Face à cette réalité, les serviteurs ont une réaction tout à fait naturelle. « Veux-tu que nous allions la ramasser ? ». C’est-à-dire, veux-tu que nous fassions le tri ? Ramasser l’ivraie, c’est en quelque sorte exercer un jugement qui n’appartient qu’à Dieu. C’est décider de qui est perdu ! C’est un geste lourd de conséquence, qu’il ne faut pas confondre avec la dénonciation du mal et la lutte contre le mal. C’est là que le maître dit « Non ». Ce n’est pas à nous de juger du salut ou de la perdition de qui que ce soit.
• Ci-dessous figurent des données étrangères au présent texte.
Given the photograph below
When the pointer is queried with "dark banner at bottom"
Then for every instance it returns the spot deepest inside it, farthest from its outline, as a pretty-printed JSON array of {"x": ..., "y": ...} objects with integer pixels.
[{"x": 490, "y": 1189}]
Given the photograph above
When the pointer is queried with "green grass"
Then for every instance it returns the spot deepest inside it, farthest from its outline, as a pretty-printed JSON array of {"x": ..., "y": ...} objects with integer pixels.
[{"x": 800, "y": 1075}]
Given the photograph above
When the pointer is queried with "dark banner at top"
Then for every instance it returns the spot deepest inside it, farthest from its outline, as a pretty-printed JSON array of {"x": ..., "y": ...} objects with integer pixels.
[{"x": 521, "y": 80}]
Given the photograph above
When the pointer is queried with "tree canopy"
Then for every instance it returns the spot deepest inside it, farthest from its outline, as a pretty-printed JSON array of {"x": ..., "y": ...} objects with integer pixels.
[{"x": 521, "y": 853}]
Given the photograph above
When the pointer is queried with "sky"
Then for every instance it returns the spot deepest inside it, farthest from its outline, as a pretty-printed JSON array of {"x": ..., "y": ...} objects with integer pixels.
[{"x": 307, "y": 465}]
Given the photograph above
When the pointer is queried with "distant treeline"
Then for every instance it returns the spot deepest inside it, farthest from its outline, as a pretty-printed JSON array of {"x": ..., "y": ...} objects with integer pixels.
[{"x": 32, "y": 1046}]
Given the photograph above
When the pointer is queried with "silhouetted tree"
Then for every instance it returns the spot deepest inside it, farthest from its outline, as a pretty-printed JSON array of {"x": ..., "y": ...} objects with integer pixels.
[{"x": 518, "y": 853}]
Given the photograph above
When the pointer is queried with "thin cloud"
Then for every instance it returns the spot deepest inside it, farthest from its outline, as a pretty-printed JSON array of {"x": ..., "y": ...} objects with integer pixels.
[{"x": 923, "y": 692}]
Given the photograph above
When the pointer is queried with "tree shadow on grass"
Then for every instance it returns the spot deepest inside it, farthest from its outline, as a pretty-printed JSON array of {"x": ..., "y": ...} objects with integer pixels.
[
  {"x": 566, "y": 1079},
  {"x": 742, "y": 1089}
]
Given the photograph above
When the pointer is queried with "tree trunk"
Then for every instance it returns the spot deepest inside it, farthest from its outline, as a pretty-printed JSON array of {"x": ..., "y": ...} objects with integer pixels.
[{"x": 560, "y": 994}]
Nous n’en avons ni la capacité, ni le droit. De plus, Jésus précise que ce n’est pas encore le temps de la moisson, ce n’est pas encore le temps du jugement. Dans son interprétation, Jésus nous révèle que le tri se fera au temps de la moisson, à la fin du monde, et que ce sont les anges qui se chargeront de cela. Et ils le feront avec justice. En attendant, il faut les laisser croitre ensemble. Avec peut-être, la possibilité qui ne figure pas dans la parabole, mais qui est bien présente par ailleurs dans l’Évangile, c’est que ceux qui sont « ivraie » aujourd’hui, puissent devenir « bon grain » demain (Saint Augustin). C’est aussi pour cela qu’il ne faut pas juger et condamner avant le temps.
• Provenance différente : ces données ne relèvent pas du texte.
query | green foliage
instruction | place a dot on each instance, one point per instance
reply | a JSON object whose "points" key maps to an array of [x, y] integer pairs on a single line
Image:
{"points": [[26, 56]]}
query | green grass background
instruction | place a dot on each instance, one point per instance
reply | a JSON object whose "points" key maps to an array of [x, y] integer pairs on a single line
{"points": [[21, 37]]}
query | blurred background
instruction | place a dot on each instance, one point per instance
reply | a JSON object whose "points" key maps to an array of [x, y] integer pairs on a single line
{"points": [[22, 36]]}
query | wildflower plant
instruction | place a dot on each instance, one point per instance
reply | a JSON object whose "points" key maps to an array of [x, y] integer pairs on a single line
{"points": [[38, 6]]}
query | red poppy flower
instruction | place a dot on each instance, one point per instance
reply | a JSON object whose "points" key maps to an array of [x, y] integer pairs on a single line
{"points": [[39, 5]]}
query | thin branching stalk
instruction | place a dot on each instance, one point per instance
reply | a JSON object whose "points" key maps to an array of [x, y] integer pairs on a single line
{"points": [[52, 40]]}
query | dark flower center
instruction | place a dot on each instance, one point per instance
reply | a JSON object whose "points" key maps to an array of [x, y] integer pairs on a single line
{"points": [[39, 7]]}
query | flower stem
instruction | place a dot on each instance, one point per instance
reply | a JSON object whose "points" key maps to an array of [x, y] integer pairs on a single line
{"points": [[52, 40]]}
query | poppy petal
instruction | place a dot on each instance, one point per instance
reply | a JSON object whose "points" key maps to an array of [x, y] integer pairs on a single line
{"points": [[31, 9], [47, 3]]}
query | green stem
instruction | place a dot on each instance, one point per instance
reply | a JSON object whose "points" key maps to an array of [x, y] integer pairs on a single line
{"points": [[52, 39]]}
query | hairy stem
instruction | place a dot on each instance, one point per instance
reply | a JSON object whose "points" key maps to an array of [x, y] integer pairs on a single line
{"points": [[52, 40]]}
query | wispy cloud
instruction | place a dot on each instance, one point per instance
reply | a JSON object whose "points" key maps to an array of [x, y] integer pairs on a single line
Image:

Cela veut-il dire qu’il ne faut rien faire par rapport au mal ? Faut-il laisser croitre le mal, envahir le monde, étouffer le bon grain ? Ce n’est pas ce que Jésus dit. Au bon grain de croitre, à être fort, à ne pas se laisser étouffer par l’ivraie ! C’est à nous à être fort, à impacter ce monde par l’amour et la grâce de Dieu ! C’est à nous à lutter contre les injustices, le mal, la corruption sous toutes ses formes ! Jésus ne nous dit pas qu’il ne faut rien faire contre le mal ! Ailleurs, l’apôtre Paul nous encourage à mener un combat spirituel, avec les armes de Dieu. (Eph. 6). C’est à nous de témoigner, de vivre, de prier, pendant qu’il en est encore temps. Car à la fin du monde, le jugement sera terrible, sans appel. Les anges feront le tri et jetteront dehors, dans la fournaise de feu, tous ceux qui auront refusé la grâce et qui seront restés sujets du malin. Certes, cette vérité nous heurte, au point que beaucoup de commentateurs, la nuancent. Mais difficile de passer outre au risque de se tromper, de tromper le monde sous prétexte de le rassurer ; de rassurer ceux qui refusent de croire et de s’engager pour Dieu. Ne prenons pas ce risque. Ne prenons pas le risque aussi de la tiédeur, ou d’une apparence chrétienne. Les anges ne se laisseront pas prendre.

3°) « Alors les juste resplendiront… »

Pour finir, cette parabole est un formidable encouragement pour les sujets du royaume de Dieu. Le jour de la moisson viendra, en son temps. Le jour de la justice de Dieu viendra. Viendra le jour où les justes, c’est-à-dire, ceux qui auront été justifiés, rendus juste par le pardon de leur péché en Jésus, resplendiront comme le soleil dans le royaume de leur Père.

« Explique-nous la parabole de l’ivraie… »

Rendons grâce au Seigneur, pour ce qu’il est venu semer dans ce monde, pour l’amour, la paix, la bonté, la bienveillance ; pour le salut, toute cette bonne semence qui fait de nous des sujets de son royaume. Faisons croitre cette semence afin qu’elle porte le fruit de l’Esprit (Gal. 5. 22). Ne nous décourageons pas face à la prolifération du mal. Luttons avec foi, avec amour. Gardons-nous de juger et de condamner ceux qui pratiquent le mal, mais prions pour leur salut. Réjouissons-nous du royaume à venir.